The following special characters and sequences can be applied to a character, character set, subexpression, or backreference:

* -- repeat the preceeding element 0 or more times.

\+ -- repeat the preceeding element 1 or more times.

\? -- match the preceeding element 0 or 1 time.

{m,n} -- match the preceeding element at least m, and as many as n times.

regexp-1\|regexp-2\|.. -- match any regexp-n.

A special character, like . or * can be made into a literal character by prefixing it with \.

A special sequence, like \+ or \? can be made into a literal character by dropping the \.

Ambiguous Patterns

Sometimes a regular expression appears to be ambiguous. For example, suppose we compare the pattern:

begin\|beginning

to the string

beginning

either just the first 5 characters will match, or the whole string will match.

In every case like this, the longer match is preferred. The whole string will match.

Sometimes there is ambiguity not about how many characters to match, but where the subexpressions occur within the match. This can effect extraction functions like Emacs' match-beginning or rewrite functions like sed's s command. For example, consider matching the pattern:

b\(\[^q]*\)\(ing\)?

against the string

beginning

One possibility is that the first subexpression matches "eginning" and the second is skipped. Another possibility is that the first subexpression matches "eginn" and the second matches "ing".

The rule is that consistant with matching as many characters as possible, the length of lower numbered subexpressions is maximized in preference to maximizing the length of later subexpressions.

In the case of the above example, the two possible matches are equal in overall length. Therefore, it comes down to maximizing the lower-numbered subexpression, \1. The correct answer is that \1 matches "eginning" and \2 is skipped.

Complications in Subexpression Matching

Sometimes a subexpression matches a substring of no characters. This happens when `f\(o*\)' matches the string `fum'. (It really matches just the `f'.) In this case, both of the offsets identify the point in the string where the null substring was found. In this example, the offsets are both 1.

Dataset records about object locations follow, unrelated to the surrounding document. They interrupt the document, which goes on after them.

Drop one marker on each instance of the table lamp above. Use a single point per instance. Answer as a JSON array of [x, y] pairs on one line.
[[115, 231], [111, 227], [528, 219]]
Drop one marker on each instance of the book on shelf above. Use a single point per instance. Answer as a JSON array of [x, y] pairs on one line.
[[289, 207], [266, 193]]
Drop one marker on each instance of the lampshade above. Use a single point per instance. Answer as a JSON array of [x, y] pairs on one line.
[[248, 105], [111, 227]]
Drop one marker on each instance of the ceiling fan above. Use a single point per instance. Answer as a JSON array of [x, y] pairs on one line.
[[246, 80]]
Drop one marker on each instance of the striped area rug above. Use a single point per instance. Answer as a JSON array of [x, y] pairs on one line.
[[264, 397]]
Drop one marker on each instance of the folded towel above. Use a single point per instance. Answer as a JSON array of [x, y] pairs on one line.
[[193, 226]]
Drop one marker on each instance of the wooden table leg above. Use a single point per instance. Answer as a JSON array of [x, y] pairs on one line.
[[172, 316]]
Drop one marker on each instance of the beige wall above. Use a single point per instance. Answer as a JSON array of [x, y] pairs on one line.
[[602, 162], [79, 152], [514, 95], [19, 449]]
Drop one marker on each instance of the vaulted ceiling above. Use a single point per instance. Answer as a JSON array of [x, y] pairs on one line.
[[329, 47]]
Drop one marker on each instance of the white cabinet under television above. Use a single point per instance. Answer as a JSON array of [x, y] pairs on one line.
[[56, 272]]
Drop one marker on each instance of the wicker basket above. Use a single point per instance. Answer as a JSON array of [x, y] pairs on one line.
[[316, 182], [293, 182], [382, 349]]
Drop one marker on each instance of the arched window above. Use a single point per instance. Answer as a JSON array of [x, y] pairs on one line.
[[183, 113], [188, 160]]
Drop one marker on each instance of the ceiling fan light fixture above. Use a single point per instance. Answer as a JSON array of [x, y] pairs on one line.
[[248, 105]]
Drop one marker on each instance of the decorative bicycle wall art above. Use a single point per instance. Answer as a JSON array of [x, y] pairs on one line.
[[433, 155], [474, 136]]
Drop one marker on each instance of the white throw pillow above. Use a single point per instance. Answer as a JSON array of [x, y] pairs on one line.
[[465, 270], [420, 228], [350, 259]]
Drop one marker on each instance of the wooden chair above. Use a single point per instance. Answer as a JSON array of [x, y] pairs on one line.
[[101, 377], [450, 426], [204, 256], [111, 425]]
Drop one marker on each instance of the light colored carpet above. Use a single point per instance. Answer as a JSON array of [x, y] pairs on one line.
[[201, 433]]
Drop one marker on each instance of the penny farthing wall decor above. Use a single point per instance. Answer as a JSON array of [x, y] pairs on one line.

Sometimes the entire regular expression can match without using some of its subexpressions at all--for example, when `ba\(na\)*' matches the string `ba', the parenthetical subexpression is not used. When this happens, regexec stores -1 in both fields of the element for that subexpression.

Sometimes matching the entire regular expression can match a particular subexpression more than once--for example, when `ba\(na\)*' matches the string `bananana', the parenthetical subexpression matches three times. When this happens, regexec usually stores the offsets of the last part of the string that matched the subexpression. In the case of `bananana', these offsets are 6 and 8.

But the last match is not always the one that is chosen. It's more accurate to say that the last opportunity to match is the one that takes precedence. What this means is that when one subexpression appears within another, then the results reported for the inner subexpression reflect whatever happened on the last match of the outer subexpression. For an example, consider `\(ba\(na\)*s \)*' matching the string `bananas bas '. The last time the inner expression actually matches is near the end of the first word. But it is considered again in the second word, and fails to match there. regexec reports nonuse of the "na" subexpression.

Another place where this rule applies is when the regular expression `\(ba\(na\)*s \|nefer\(ti\)* \)*' matches `bananas nefertiti'. The "na" subexpression does match in the first word, but it doesn't match in the second word because the other alternative is used there. Once again, the second repetition of the outer subexpression overrides the first, and within that second repetition, the "na" subexpression is not used. So regexec reports nonuse of the "na" subexpression.